Kingmaker? How Yahoo! Might Play with Facebook and Microsoft in Search

Tickers in this article: AAPL AMZN FB GOOG MSFT YHOO
NEW YORK ( TheStreet) -- After Tuesday's Facebook (FB) Graph Search announcement, there was a lot of attention of the prominence of Bing in the Facebook results going forward.

The news was even enough to send Bing-owner Micrsoft's (MSFT) shares higher -- getting above $27 again, after dipping below that mark earlier in the day.

What does the news mean for Yahoo!(YHOO) ?

On the surface, nothing. Yet, dig a little below the surface and it's interesting where Yahoo! fits in to these discussions.

One of the most intriguing aspects of new CEO Marissa Mayer's first conference call at Yahoo back in October was her mention that Yahoo was in the unique position to be a partner to a great number of players in the mobile/web space.

And she's right.

Yahoo! already provides key data to every Apple(AAPL) iPhone. It uses Microsoft's Bing search engine to power its own searches. It used to use Google's (GOOG) search engine and ran to Google after Microsoft made a hostile bid for the company in 2008. And Yahoo! was an early partner of Facebook's Connect program.

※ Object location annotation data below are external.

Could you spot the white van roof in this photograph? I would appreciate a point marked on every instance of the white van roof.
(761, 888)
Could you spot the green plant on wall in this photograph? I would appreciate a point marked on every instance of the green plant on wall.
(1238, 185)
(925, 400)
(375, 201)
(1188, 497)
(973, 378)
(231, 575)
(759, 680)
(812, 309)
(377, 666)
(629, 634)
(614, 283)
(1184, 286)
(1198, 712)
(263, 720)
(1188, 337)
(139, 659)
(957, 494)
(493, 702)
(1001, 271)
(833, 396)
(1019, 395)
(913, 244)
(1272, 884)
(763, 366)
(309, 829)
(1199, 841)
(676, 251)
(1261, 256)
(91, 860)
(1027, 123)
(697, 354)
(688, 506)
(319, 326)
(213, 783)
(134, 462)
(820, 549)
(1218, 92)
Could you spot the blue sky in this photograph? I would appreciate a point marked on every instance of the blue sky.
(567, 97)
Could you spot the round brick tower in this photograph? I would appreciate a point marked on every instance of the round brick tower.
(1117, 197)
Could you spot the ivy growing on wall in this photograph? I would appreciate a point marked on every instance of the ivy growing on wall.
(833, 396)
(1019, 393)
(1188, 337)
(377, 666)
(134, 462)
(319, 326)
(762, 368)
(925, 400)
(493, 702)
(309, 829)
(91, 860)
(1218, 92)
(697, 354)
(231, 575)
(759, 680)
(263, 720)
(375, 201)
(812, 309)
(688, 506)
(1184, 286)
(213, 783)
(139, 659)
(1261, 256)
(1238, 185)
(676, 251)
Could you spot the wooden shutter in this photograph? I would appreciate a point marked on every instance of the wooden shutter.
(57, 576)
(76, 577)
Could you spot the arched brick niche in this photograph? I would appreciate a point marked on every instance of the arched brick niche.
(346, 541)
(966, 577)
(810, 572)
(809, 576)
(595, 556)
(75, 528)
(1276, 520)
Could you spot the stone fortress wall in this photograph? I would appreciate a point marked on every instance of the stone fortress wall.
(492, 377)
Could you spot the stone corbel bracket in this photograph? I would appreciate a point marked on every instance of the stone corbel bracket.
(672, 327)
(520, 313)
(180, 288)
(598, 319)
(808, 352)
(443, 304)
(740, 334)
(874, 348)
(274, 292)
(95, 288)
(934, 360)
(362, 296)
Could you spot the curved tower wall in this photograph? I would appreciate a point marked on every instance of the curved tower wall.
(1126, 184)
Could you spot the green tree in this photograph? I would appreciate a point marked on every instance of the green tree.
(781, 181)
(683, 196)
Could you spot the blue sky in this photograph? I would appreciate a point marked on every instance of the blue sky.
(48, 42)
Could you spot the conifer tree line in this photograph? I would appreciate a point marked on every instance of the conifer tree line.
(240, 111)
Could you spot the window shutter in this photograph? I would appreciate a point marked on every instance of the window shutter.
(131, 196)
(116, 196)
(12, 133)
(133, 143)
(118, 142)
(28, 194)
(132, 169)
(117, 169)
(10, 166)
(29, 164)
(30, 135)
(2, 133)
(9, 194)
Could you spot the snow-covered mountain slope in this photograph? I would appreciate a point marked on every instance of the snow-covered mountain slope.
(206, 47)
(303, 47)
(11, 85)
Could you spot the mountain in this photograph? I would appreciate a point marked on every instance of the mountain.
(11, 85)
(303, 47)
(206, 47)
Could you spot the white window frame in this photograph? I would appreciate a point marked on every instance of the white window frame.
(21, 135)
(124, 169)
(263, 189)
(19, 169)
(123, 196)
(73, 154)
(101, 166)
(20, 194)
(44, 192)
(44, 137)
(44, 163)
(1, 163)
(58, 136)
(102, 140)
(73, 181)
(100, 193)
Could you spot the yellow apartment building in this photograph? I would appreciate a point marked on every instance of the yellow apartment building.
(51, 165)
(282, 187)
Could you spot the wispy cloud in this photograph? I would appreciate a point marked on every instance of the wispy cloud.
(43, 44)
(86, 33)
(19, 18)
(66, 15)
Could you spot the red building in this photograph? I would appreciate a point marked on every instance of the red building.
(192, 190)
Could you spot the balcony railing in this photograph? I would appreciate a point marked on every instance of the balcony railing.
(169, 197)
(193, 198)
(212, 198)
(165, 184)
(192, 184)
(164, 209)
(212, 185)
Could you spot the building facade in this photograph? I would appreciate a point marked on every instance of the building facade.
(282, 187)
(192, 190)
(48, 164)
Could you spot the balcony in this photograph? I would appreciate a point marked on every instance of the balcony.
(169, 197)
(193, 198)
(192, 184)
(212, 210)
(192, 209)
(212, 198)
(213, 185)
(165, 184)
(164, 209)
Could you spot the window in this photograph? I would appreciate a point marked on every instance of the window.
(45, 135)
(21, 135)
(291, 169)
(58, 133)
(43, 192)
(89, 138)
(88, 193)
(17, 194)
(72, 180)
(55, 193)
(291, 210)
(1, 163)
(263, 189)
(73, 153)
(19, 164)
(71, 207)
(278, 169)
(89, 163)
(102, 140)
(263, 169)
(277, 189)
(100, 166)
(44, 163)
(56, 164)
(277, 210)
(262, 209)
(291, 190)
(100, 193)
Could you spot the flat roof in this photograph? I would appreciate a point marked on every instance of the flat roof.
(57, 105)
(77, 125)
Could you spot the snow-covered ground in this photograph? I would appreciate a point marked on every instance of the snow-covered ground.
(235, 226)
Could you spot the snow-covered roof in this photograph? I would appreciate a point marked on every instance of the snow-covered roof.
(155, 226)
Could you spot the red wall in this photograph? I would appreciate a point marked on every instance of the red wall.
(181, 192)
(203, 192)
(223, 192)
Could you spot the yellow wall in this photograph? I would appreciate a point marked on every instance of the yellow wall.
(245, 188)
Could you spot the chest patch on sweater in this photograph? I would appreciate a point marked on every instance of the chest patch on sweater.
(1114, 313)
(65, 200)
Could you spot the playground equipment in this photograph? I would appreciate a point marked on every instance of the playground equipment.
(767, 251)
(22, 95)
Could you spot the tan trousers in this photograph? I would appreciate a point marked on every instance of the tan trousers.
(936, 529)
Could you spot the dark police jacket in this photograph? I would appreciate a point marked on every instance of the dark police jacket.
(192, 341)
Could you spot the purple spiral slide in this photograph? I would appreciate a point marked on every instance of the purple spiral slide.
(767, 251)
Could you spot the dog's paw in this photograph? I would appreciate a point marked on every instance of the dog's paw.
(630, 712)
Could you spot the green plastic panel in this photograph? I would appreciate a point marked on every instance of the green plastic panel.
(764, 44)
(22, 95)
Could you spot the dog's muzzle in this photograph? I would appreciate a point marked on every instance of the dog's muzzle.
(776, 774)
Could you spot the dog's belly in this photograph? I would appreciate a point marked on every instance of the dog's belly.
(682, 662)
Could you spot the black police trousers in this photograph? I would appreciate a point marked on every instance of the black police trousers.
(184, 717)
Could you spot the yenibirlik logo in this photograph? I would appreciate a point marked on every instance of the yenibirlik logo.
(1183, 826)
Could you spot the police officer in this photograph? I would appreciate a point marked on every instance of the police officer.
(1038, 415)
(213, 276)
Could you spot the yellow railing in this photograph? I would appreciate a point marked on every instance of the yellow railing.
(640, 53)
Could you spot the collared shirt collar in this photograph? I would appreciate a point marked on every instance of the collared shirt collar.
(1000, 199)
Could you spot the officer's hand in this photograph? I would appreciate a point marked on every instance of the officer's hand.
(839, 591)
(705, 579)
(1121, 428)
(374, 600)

Now that Marissa Mayer's come in to Yahoo!, she has squarely refocused the company on mobile. They have revamped key mobile properties like Flickr as well as stalwart Web platforms that deliver important traffic like Mail and Homepage.

The fact that Yahoo! has built great Web services in the past makes them an interesting partner for Apple, which has been rightly criticized for being too slow in Web services in the last year.

Yahoo has great traffic and great relationships with existing brands. They are the No. 3 Web site in the world, behind Google and then Facebook. They've also killed the patent war with Facebook a few months ago. So all this makes them an intriguing potential partner with Facebook.

The search partnership between Microsoft and Yahoo hasn't led to the kind of results that Yahoo! had been hoping for when Carol Bartz signed it in 2009. Yahoo! might seek to end the partnership with Microsoft in March. If they do, they could conceivably turn to Google as a potential partner who could monetize Yahoo!'s traffic much more lucratively than Microsoft can.

If they could strike that kind of relationship and convince the Department of Justice that Yahoo! was no longer a top search provider since it has outsourced all its back-end search talent and technology to Microsoft, it could be a powerful relationship between Google and Yahoo!.

Any one of these kind of partnerships would be a home run for Yahoo!, assuming there really was teeth to the deal which led to real results for Yahoo's shareholders.

Mayer is right that it is conceivable that she could partner with any of these companies. But can she partner with all of these companies simultaneously? Almost certainly not.